4.2 Buyers should obtain timely access to carrier portals and review VGM data before releasing payment to sellers. Where possible, payment triggers should be tied to confirmation that VGM aligns with declared weights or to independent survey/inspection at the time of container stuffing.
4.3 Carriers should maintain and apply variance checks between VGM and declared weights, as Maersk did from 2020 onwards. Where substantial discrepancies are known, carriers should consider clausing the bill, requiring clarification, or refusing to load the container.
5 Comment
5.1 The judgment preserves the traditional boundaries of a carrier’s obligations under article III rule 3(c) of the Hague Rules for containerised cargo.
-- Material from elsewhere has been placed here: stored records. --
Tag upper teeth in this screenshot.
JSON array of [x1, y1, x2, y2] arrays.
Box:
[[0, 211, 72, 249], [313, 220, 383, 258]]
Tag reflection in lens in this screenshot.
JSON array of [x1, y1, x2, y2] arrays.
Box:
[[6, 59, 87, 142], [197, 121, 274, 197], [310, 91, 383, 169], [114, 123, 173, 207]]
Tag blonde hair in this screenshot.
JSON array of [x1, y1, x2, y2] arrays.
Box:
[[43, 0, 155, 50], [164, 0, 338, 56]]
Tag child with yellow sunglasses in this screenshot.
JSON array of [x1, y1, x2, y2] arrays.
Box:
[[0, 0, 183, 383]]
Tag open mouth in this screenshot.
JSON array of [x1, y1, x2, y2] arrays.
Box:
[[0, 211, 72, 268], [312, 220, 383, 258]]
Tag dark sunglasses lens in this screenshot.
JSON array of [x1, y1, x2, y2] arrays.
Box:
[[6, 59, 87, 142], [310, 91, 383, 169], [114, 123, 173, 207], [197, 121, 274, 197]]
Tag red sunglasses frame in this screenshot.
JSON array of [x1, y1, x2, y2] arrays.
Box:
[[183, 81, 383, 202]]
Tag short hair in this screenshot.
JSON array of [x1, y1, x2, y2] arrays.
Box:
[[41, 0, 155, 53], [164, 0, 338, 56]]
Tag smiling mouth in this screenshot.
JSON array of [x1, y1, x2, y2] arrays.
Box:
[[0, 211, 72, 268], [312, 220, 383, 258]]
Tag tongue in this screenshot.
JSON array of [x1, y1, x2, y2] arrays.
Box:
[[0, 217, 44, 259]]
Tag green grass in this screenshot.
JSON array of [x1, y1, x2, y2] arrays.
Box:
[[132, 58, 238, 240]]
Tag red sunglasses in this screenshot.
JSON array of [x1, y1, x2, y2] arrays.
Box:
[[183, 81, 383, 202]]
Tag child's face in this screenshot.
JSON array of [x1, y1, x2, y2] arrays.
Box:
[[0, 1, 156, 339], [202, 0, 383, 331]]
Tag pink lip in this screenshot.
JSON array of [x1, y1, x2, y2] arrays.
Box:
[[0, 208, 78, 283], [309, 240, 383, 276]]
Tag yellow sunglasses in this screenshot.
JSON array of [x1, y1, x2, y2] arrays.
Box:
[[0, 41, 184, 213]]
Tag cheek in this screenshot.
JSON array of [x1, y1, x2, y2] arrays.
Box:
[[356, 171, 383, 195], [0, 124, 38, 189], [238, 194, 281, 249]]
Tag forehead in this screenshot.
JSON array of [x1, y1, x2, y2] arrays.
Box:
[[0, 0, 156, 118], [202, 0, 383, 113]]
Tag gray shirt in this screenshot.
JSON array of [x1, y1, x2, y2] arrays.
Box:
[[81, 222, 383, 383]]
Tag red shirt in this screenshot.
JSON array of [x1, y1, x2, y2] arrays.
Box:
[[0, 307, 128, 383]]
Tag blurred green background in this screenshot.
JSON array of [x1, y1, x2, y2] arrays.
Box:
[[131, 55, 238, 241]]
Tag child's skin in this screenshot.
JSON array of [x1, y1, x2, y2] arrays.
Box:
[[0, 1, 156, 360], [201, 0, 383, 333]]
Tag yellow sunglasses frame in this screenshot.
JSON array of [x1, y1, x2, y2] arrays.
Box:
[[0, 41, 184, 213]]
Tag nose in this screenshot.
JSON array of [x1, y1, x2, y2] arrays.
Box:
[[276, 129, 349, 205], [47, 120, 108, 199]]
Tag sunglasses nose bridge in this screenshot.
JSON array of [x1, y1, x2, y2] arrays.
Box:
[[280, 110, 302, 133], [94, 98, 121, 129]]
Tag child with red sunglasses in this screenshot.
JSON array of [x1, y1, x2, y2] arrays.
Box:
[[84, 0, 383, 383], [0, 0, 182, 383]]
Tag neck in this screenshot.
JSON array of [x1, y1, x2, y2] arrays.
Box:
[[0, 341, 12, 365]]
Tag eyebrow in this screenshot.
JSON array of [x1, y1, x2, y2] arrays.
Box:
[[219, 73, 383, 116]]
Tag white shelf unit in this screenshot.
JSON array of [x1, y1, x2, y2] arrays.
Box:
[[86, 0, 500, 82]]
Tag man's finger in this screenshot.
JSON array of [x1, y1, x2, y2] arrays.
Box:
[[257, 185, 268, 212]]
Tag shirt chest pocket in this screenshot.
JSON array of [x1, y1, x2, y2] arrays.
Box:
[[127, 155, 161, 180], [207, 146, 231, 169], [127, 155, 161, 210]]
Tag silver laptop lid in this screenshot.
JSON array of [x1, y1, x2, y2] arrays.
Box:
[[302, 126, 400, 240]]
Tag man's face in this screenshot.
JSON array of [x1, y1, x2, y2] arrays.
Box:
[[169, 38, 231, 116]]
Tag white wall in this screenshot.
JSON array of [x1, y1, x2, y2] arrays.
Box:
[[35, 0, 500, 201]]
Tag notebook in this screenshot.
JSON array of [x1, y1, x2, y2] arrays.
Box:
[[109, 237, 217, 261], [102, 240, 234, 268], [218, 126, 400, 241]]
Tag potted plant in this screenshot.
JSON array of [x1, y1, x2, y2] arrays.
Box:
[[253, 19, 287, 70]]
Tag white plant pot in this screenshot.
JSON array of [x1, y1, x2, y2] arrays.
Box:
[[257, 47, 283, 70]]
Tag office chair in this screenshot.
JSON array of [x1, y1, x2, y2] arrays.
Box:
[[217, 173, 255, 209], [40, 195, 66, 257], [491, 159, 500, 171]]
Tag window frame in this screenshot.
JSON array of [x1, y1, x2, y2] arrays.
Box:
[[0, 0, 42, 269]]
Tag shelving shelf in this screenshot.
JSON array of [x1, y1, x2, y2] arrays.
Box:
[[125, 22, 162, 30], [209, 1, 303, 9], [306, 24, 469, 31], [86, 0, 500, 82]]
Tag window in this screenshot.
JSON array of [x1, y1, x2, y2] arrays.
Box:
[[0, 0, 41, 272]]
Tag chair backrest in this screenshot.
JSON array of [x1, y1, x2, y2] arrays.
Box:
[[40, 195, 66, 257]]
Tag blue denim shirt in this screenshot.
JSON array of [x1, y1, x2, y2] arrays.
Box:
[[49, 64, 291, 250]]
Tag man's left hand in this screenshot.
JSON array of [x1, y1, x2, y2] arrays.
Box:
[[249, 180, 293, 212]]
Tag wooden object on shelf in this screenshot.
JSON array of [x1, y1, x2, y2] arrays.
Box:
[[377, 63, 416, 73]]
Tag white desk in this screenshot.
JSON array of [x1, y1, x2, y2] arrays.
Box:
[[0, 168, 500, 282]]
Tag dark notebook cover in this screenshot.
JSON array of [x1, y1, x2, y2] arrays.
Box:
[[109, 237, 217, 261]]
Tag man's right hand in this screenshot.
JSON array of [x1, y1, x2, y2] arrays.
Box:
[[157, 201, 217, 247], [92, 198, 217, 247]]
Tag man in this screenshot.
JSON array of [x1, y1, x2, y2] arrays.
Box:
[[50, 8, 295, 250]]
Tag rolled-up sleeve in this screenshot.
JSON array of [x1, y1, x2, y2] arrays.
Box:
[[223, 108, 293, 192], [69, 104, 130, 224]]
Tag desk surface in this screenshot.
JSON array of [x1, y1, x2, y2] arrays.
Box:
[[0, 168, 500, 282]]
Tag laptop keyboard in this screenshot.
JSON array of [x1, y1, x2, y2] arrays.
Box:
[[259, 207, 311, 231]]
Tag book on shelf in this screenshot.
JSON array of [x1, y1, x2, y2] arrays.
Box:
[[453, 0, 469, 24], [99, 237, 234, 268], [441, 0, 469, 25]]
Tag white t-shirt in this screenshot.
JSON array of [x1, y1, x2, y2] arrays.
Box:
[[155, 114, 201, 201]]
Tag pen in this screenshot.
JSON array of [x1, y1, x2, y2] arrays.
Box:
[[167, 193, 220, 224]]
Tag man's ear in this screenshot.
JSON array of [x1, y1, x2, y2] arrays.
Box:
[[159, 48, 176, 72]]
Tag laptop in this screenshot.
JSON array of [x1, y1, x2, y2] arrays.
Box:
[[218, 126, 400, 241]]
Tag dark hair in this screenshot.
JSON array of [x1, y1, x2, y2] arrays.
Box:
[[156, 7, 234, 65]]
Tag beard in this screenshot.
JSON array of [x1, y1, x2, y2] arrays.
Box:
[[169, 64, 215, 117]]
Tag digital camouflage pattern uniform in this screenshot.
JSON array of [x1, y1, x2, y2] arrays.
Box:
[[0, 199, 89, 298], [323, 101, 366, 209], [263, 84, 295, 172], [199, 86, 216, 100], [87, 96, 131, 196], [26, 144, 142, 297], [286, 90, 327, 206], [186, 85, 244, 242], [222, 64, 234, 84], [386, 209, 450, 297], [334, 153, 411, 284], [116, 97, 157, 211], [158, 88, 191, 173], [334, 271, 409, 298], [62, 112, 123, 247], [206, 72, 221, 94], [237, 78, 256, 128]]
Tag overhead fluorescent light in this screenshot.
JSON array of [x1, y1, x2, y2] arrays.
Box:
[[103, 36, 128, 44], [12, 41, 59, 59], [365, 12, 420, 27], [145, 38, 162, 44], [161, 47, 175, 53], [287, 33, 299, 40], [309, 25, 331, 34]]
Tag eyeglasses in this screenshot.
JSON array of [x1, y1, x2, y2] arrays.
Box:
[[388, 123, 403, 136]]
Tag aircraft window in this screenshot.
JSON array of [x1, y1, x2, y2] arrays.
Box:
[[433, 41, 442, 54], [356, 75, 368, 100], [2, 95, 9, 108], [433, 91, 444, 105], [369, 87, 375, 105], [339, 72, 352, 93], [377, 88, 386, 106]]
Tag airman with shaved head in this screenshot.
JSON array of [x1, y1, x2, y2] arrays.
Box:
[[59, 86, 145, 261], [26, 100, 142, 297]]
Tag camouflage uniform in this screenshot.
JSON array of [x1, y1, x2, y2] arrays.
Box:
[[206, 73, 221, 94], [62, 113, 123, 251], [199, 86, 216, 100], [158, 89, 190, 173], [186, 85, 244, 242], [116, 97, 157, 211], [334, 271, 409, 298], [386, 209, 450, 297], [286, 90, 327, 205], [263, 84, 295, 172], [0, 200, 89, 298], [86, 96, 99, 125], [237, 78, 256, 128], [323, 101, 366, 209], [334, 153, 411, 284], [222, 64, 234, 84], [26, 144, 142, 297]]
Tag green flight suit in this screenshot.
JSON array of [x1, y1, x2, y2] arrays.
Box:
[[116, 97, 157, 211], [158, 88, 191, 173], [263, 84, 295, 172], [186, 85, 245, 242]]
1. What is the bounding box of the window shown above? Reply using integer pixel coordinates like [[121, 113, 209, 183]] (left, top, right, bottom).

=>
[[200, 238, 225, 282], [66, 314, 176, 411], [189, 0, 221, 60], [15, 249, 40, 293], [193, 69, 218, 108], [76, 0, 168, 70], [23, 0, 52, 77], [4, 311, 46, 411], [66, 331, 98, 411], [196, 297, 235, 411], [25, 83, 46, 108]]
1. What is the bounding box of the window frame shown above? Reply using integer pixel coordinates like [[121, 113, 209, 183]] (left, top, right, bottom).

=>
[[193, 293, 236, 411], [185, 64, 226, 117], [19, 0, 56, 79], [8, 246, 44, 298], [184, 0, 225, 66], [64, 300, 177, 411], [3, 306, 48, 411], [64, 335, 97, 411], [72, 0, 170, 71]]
It resists imposing a general fraud detection duty based on VGM data.
5.2 However, the court noted that carriers who are put on notice of substantial discrepancies may face a duty not to issue unqualified clean bills. With the introduction of variance controls and increased industry awareness post 2020, courts may be more likely to find that carriers “knew or ought to have known” of discrepancies on the facts.
5.3 The concept of “apparent good order and condition” does not extend to container weight, and in 2019, Maersk had no duty to compare shipper declared weights with VGM for fraud detection. Going forward, it is essential for both consignees and carriers to adopt practical controls. Buyers must verify data before payment, and carriers should operate variance checks and clause or refuse bills where substantial discrepancies are evident.
5.4 The case serves as a clear warning for all parties in the container shipping industry, highlighting the importance of vigilance, strong contractual protections, and the need to keep pace with evolving industry standards and best practices.